Has anyone got this working? The documentation is confusing. It lists example code to enable these features, but it also says that processed audio is available through the loop back interface. Does anyone know which is correct? I can’t see why they would provide code to process the signal, if it is already done on board itself? I’m confused.

Hope someone can help me out here,

Thanks in advance,

Stephen

j1nx · June 8, 2020, 8:48pm

@StuartIanNaylor Is the current AEC expert.

StuartIanNaylor · June 8, 2020, 9:13pm

No expert as its Dom with the respeaker USB things.

It needs to be set a limited channel mode all channels its just doesn’t work.

Its all there on the respeaker wiki as it has a python properties control app where you set.
Channels I think might be the firmware you flash.

If its 6 mic for PI dunno never played with it but quite likely like the 4 mic 4 Pi the loopback channels are somewhere between outright BS or active imagination via Seeed.

Noise supression for a VoiceAI is sort of pointless really as it should be done via the MFCC process.
There are some excellent MFCC libs such as Librosa https://librosa.github.io/librosa/ but what we have is quite poor in comparison.
https://github.com/JuliaDSP/MFCC.jl is godlike but Julia and not python.

Is shown as an EC lib so presume it doesn’t have hardware EC as why mention the software one.

Just do as it says.

sudo apt-get -y install libasound2-dev libspeexdsp-dev
git clone https://github.com/voice-engine/ec.git
cd ec
make

Install the alsa fifo

git clone https://github.com/voice-engine/alsa_plugin_fifo.git
cd alsa_plugin_fifo
make && sudo make install

Copy the asound.conf to /etc/

Run ec in cli console ./ec -i plughw:1 -o plughw:1 -d 75 -f 2048

In another cli console arecord -fS16_LE -r16000 rec.wav

In another cli console aplay file_example_WAV_10MG.wav

When you stop recording you will notice EC ends.
So to make it permanent you will just have to sort the pcm names and device names but using examples

sudo modprobe snd-aloop
arecord -D my-ec-output | aplay -D aloop,dev0

Make aloop,dev1 the default capture and ec will always record but only kick on on media play.
I think there is prob a slight mistake in the code ec.c where the small 10ms filter_frame should be a power of 2 (128, 256 or 512) as FFT like it that way. 10ms of 16000hz is between 128 & 256 but speex seems to think 20ms and why maybe I think 256 sounds a little better and 512 seems to work OK aswell.
He has actually set the filter_tail to a power of 2 and actually that doesn’t matter so much, but no harm in keeping to the power of 2 .
So maybe do a hard edit and make.

So it all works via alsa, kicks in when only media is played and with the loopback will not need a restart on each recording end.

Only thing I did any different as noticed raspbian speex & speexdsp are quite old and an RC I just downloaded the tar and compiled and installed the 1.2.0 release before making EC.
ec_hw doesn’t seem to work with my 4 mic linear but not surprised as I am unsure if it has a loopback channel that is stated in the sales lit, think they are mixing it with the usb 4 mic.

If someone can provide a working latency measurement of that arrangement, it would be really appreciated as my 75ms delay is a total guess.
I tried the alsabat --roundtriplatency and couldn’t seem to get it to work but it does with straight hardware.

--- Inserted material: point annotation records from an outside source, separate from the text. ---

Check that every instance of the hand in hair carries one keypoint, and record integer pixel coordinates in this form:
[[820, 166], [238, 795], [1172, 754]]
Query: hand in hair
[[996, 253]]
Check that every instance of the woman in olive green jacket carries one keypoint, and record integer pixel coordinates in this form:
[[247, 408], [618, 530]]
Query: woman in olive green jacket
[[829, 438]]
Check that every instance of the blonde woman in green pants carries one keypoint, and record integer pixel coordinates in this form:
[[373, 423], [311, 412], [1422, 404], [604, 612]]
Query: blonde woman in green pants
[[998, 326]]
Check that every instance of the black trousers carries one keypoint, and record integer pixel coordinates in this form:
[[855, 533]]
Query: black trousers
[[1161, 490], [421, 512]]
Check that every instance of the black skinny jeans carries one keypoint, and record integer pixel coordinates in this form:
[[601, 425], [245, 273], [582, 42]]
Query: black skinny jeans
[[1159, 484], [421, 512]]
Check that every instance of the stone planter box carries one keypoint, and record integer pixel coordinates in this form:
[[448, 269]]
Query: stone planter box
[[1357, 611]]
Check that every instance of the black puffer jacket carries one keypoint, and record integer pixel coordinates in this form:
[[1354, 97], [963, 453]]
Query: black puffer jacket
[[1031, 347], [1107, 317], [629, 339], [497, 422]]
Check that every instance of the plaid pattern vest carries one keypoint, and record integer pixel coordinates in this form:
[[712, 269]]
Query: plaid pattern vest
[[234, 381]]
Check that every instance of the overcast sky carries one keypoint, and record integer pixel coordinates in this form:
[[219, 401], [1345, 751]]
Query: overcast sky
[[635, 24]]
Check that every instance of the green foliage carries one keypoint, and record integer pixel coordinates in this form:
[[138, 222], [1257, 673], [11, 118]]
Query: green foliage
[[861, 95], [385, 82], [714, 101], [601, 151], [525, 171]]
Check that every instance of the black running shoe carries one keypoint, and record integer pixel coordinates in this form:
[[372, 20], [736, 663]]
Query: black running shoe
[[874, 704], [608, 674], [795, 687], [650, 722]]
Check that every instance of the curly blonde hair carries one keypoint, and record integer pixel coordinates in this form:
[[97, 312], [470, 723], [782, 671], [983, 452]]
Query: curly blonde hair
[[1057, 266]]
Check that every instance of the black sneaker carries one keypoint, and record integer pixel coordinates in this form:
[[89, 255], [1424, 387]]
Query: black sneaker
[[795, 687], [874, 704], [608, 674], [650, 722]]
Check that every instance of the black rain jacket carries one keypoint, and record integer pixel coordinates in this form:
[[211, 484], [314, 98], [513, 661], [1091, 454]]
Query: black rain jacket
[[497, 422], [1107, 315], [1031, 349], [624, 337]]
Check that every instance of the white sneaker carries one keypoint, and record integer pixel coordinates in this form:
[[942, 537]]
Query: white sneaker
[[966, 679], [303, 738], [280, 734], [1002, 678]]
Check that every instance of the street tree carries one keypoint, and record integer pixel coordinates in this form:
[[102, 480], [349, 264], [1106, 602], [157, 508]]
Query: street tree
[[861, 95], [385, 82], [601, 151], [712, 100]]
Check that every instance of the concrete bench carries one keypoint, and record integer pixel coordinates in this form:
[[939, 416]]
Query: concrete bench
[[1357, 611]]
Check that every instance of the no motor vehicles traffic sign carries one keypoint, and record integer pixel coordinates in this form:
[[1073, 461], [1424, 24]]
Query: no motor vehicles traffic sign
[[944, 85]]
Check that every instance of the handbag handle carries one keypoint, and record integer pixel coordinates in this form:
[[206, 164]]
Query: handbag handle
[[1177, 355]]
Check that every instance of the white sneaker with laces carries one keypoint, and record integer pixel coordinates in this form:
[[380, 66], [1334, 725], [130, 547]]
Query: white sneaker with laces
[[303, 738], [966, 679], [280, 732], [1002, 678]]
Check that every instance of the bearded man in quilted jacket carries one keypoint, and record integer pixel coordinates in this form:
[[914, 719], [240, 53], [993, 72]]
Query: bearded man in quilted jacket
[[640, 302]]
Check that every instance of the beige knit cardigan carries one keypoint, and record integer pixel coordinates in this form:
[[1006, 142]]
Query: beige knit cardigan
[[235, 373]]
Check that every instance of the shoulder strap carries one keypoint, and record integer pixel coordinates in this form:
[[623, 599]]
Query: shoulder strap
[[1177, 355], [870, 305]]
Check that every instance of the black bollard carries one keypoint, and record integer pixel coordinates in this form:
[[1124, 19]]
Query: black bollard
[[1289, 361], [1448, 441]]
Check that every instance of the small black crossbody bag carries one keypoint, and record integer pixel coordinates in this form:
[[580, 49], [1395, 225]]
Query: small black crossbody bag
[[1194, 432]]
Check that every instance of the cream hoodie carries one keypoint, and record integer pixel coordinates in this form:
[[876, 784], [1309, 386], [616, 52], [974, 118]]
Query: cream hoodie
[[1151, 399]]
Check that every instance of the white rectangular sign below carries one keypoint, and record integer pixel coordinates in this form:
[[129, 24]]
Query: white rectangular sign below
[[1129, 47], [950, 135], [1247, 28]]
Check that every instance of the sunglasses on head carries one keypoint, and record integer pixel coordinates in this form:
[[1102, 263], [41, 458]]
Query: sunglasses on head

Also prob wouldn’t be correct because we have a pipe through a loopback after EC.

Again once more my annoying voice but a default install of ec without any tinkering on a Pi4 should sound like this.

StuartIanNaylor · June 9, 2020, 12:49pm

@Stephen_O_Sullivan

If you have any problems with EC then give us a shout, its actually really easy to install.
Also has a pulseaudio default.pa also.

Needs a Pi3A+ or Pi4 as the poor old single core Zero has neither Neon or Ooomph for software filters.
It requires the capture and playback to run from a single clock so its synchronized which means they need to be on the same card.
Otherwise the clock drift just kills the EC process.

So use the output of the card not the Pi3 3.5mm.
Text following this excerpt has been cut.